ÇAĞDAŞ TİYATRODA REJİ

Çağdaş tiyatronun amacı dolaysız sahne görüşü ile yaşamı birbirinden ayıran ince çizgiyi yok etmek tiyatroyu gerçek yaşamla kaynaştırmaktır (Şener,2016:310). Bu sebeple çağdaş tiyatroda reji ve mekan kullanımında değişikliler olmuştur. Bunlardan ilki olan çağdaş tiyatroda reji anlayışıyla başlayalım.

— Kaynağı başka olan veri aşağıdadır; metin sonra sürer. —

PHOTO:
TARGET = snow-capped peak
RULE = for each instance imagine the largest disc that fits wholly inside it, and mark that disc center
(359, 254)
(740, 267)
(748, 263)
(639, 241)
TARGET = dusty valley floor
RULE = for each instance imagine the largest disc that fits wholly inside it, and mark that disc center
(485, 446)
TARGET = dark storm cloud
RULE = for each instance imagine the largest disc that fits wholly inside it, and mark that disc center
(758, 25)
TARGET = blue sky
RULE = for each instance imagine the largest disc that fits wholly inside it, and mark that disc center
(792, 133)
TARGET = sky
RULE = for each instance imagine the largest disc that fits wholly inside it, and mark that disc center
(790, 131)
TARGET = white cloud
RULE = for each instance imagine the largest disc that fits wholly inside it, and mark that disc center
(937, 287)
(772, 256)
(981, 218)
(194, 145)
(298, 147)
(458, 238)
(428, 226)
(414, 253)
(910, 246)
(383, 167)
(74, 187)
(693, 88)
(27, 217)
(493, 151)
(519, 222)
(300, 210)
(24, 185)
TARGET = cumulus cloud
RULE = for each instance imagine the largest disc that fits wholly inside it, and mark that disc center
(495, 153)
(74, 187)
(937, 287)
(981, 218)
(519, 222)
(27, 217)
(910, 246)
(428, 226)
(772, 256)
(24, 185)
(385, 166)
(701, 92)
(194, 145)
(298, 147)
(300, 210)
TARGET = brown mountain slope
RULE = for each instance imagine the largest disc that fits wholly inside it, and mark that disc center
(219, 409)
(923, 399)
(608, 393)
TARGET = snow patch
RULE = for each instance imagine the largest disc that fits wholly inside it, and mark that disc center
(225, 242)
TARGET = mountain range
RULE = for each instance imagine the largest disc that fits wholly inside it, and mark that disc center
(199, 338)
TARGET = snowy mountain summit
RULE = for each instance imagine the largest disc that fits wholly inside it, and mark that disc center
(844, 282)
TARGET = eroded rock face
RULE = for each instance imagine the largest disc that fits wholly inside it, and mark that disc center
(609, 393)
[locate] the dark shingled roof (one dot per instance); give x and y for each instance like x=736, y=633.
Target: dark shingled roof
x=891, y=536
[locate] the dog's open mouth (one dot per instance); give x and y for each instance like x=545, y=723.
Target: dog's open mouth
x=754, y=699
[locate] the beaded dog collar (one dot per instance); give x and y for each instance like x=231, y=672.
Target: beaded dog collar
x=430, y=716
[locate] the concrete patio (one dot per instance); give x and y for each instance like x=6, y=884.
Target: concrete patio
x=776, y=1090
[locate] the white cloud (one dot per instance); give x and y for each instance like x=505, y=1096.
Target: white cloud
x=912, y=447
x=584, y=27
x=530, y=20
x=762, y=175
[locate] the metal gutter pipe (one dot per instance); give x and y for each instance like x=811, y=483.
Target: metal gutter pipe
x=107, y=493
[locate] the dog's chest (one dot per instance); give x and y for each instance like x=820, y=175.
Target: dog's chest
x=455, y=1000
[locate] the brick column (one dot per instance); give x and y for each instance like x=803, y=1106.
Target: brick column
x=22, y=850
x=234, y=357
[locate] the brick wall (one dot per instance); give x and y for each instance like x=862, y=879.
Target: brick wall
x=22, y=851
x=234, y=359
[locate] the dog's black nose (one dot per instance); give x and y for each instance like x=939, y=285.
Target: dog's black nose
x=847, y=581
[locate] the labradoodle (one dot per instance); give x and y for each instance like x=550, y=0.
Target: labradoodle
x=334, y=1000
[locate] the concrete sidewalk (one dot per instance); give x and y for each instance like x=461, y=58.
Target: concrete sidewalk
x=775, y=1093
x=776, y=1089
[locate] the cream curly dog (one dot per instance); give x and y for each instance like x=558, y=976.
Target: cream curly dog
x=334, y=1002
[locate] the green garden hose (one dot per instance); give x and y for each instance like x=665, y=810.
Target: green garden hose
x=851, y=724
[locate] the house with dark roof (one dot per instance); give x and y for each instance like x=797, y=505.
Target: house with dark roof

Çağdaş tiyatroda rejisör; kağıt üzerindeki yazılanları, başka bir deyişle okuma metnini ya da sözsüz bir oyunu canlı bir performans haline getiren kişidir (Gökgücü,2010:38). Erhan Gökgücü kitabında rejisörün çalışmasından şöyle bahsetmiştir:


‘’Rejisörün çalışmasını orkestra şefinin çalışmasına benzetebiliriz.Aradaki ayrım şudur.: Orkestra şefinin önündeki partitür ve icracıların partisyonlarında her notanın ve müzik cümlesinin nominal değeri (ses ve süresi,susma süresi,müzik cümlelerinin hangi tınıyla yani hangi enstrümanla icra edileceği),mouvement’ı (hareketi), ritm, temposu kesinlikle belirgindir. Bunların dışında olarak seslerin gücü,nasıl bir ruh durumu ile icra edilmesi gerektiği gibi unsurların (nuance-ayrıntı fark) yine kağıt üzerinde bestecisi tarafından belirtilmiş olmasına karşın, şefin yorumuna, başka bir deyişle bunları kendi müzikalitesine göre ölçümlemesine bağlıdır. Şef müzik cümlelerinin ne volümde ve hangi ruh durumunu ne ölçüde yansıtarak icra edileceğini belirleme yoluyla besteye yorumunu katar. Notayla kendi arasında ses veren birtakım araçlar ve onları kullanan insanlar vardır ve şef bu inşaların kendi yorumu doğrultusunda müziği ustaca,hazverici bir şekilde seslendirmelerini sağlar. Önündeki partitürün ruhu bile ağırlıklı olarak matematikseldir. Bestenin bundan başka kriterleri de vardır.Harmonie,contrepoint ve dissonance.İyi bir şef icranın bunları irdeleyerek doğruyu bulur ve kendi estetik duygusu ile güzeli var eder.’’ (Gökgücü,2010:38-39)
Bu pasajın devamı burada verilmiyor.